Gypsy Kitchens: Monegasque Cold Noodle Salad

Here is a perfect cure for muggy nights: cold noodle salad with anchovies - a staple fish in Monegasque cuisine. On a hot evening in Monaco, with barely a breeze off the sea, eating a warm meal was out of the question. Our luck was particularly good; we found soba noodles at the grocery store, the first time we've seen them in Europe since (oddly) Belarus. The nutty pasta was excellent alongside the brine and salt of anchovy paste. Light, refreshing and delicious, the dish is so perfect we want to have it every night.
Anchovies were once the backbone of a major industry in Monaco. Salting and canning were done locally into the 1950's, with the fish being stored in coastal caves as they cured. Today, there are still a few fishing boats in Hercule Harbor, but they are vastly outnumbered and overshadowed by mountainous pleasure yachts.
We bought a tube of anchovy paste as soon as we arrived in the country (we have a fridge!), for dressings and sauces. For the noodle salad, we decided on marinated fish, instead of salted, to allow for more fish flavor without overwhelming the other ingredients.
In the heat, dinner needs to be simple. Tomatoes and lamb's tongue lettuce added juiciness and greenery, chopped scallion and fennel root provided flavor and texture. The only other ingredients: olive oil and a pinch of sea salt. Soba is one of the great pastas of the world, with a lot of flavor and earthiness. It works very well as a compliment to greens, because it's not as starchy on the plate and allows the salad flavors to shine. (Soba is also healthier than wheat noodles, and much easier to digest.)
It's good to try a little bit of the paste beforehand, to make sure it's not too salty or otherwise flavored. Ours - made by "Le Monegasque" brand, but not actually produced in the country anymore - is nicely fishy and powerful, with a taste somewhat reminiscent of strong olives.
It would be easy to use all sorts of different greens, as long as they're not too strong-flavored. Fennel is sometimes hard to find in America, but worth the search. Chopped thin, it's succulent and interesting enough to be a salad base by itself. Cherry tomatoes work well for this recipe, but consider using something bigger if you'd like wetter noodles. The larger and riper your tomato is, the more saucy the dish will be.
The "dressing" itself is nothing more than olive oil and fish paste, combined here with the scallion and salt to make a slurry.
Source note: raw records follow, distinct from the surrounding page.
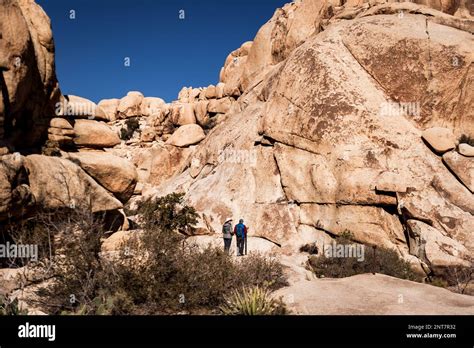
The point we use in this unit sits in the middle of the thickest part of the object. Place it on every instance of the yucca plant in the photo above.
(252, 301)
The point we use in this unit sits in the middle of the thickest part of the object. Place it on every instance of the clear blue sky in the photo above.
(166, 53)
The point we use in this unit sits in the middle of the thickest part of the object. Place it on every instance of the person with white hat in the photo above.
(227, 233)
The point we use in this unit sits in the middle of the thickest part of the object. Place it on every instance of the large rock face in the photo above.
(29, 89)
(58, 183)
(116, 174)
(327, 135)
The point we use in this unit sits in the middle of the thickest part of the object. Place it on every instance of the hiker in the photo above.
(240, 230)
(227, 234)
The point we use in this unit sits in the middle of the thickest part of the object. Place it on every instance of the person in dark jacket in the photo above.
(240, 230)
(227, 234)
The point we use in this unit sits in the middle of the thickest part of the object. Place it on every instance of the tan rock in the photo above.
(220, 87)
(200, 111)
(156, 166)
(211, 92)
(74, 106)
(186, 135)
(369, 225)
(462, 166)
(118, 240)
(58, 122)
(27, 60)
(438, 250)
(440, 139)
(116, 174)
(110, 106)
(221, 106)
(183, 114)
(194, 94)
(59, 183)
(130, 105)
(369, 294)
(90, 133)
(466, 150)
(183, 95)
(151, 106)
(148, 135)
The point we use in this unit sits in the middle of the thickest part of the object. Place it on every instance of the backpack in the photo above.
(240, 230)
(227, 229)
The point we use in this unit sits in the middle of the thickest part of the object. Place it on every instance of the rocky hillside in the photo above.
(340, 116)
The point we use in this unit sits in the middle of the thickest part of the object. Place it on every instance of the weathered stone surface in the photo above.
(466, 150)
(151, 105)
(27, 73)
(211, 92)
(110, 106)
(79, 107)
(116, 174)
(436, 249)
(148, 135)
(369, 225)
(324, 148)
(156, 165)
(62, 123)
(462, 167)
(186, 135)
(59, 183)
(14, 193)
(220, 106)
(440, 139)
(90, 133)
(182, 114)
(368, 294)
(130, 105)
(201, 112)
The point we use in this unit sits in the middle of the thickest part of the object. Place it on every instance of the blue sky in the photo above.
(166, 53)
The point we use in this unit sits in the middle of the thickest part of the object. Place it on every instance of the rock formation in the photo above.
(340, 116)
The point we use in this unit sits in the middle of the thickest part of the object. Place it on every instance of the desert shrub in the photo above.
(131, 125)
(167, 213)
(252, 301)
(157, 273)
(466, 139)
(10, 306)
(376, 260)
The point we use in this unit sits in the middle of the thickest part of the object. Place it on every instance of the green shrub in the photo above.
(252, 301)
(157, 273)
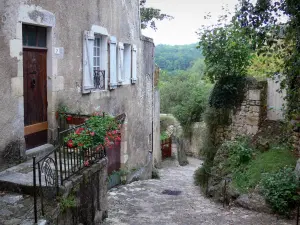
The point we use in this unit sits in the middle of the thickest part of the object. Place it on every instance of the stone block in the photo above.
(252, 130)
(254, 95)
(16, 47)
(252, 102)
(58, 83)
(252, 120)
(17, 86)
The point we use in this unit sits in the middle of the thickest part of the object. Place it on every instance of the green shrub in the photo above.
(163, 136)
(239, 152)
(249, 176)
(280, 190)
(200, 176)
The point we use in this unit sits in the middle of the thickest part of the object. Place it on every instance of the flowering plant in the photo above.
(101, 131)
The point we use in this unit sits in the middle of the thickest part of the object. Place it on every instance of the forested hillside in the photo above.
(176, 57)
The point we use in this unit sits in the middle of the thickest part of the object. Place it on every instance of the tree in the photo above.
(264, 25)
(150, 15)
(226, 49)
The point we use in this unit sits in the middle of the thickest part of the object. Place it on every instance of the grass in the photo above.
(247, 177)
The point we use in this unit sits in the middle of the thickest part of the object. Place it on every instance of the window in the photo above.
(95, 61)
(96, 54)
(127, 63)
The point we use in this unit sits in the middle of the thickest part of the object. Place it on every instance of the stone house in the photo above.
(87, 55)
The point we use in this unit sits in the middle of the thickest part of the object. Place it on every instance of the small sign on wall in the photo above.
(58, 52)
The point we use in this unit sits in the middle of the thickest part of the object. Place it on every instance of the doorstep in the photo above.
(39, 151)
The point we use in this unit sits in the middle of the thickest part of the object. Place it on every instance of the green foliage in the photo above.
(166, 121)
(265, 66)
(185, 96)
(164, 136)
(99, 131)
(172, 58)
(155, 174)
(226, 49)
(269, 34)
(228, 92)
(248, 177)
(280, 190)
(150, 15)
(100, 125)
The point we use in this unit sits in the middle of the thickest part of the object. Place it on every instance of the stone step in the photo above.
(20, 178)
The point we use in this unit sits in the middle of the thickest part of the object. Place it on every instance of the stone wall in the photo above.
(197, 140)
(66, 20)
(247, 119)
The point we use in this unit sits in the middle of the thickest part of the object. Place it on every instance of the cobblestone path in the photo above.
(143, 202)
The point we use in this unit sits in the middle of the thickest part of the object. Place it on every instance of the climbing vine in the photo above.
(275, 28)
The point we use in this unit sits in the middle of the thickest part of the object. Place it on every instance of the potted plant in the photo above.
(296, 122)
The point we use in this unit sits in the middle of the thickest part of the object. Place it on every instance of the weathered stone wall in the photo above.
(296, 139)
(89, 191)
(249, 116)
(66, 20)
(197, 140)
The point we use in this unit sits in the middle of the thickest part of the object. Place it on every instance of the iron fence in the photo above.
(226, 180)
(63, 162)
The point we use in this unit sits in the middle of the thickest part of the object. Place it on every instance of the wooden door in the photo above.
(35, 96)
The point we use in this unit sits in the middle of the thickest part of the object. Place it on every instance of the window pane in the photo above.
(98, 61)
(29, 35)
(42, 37)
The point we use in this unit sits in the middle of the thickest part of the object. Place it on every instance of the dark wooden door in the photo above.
(35, 96)
(114, 157)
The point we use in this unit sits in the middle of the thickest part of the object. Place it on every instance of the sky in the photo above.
(188, 18)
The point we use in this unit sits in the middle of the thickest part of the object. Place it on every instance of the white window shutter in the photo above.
(134, 64)
(120, 62)
(88, 76)
(113, 63)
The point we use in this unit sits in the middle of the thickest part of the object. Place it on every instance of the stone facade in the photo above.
(296, 144)
(66, 22)
(249, 116)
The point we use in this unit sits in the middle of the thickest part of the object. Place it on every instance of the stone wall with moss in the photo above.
(83, 199)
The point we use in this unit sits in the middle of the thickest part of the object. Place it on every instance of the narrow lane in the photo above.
(149, 202)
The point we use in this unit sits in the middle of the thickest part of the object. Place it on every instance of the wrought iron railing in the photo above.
(72, 158)
(226, 180)
(99, 79)
(51, 171)
(63, 162)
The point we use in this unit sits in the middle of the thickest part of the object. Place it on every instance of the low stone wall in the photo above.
(247, 119)
(296, 139)
(197, 140)
(84, 200)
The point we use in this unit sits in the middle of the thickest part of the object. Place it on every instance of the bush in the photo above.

Start with a conservative amount of oil and add more as you mix your ingredients into the pasta.
A pasta note: soba is made primarily of buckwheat and it cooks very quickly. It's so delicate that it can't be treated like normal, flour pasta. Left hot after boiling, even drained, it will continue to cook and turn to mush. It's important to run it under cold water immediately, and to continue rinsing until the noodles are cool. Also, most soba cooks in only four minutes, so be ready with the colander!
When everything is mixed, your done. The anchovies were tender and huge - splitting them in two made incorporation easier.
A wonderful thing about cold noodles is that they can keep. Made in the afternoon, the salad came out of the fridge at dinnertime ready to serve. This would perhaps make a good side dish, but we were happy with it as the centerpiece of our evening, served with steamed broccoli and cold drinks.
Here is the recipe, if anyone still has questions.
Monegasque Cold Noodle Salad
2 portions soba noodles (they usually come wrapped in a little paper thing)
1 1-2 cups cherry tomatoes
2 cups lamb's tongue lettuce (which is also known as mâché or mache)
Most of one fennel root
2 large scallions
1/4 to 1/2 cup olive oil
1 1/2 tablespoons anchovy paste
About fifteen to thirty marinated (not salt cured) anchovies, depending on size
Salt to taste

- Cook the soba until done, usually 4 minutes in simmering water. Immediately remove from hot water and run under a cold tap until noodles are thoroughly cool. Let drain.
- Chop all vegetables into manageably mixable sizes.
- Combine anchovy paste and olive oil until smooth. Add minced scallion and stir.
- Toss all ingredients in a large bowl, adding olive oil if the result is too dry. Serve or keep cool, depending on your immediate needs.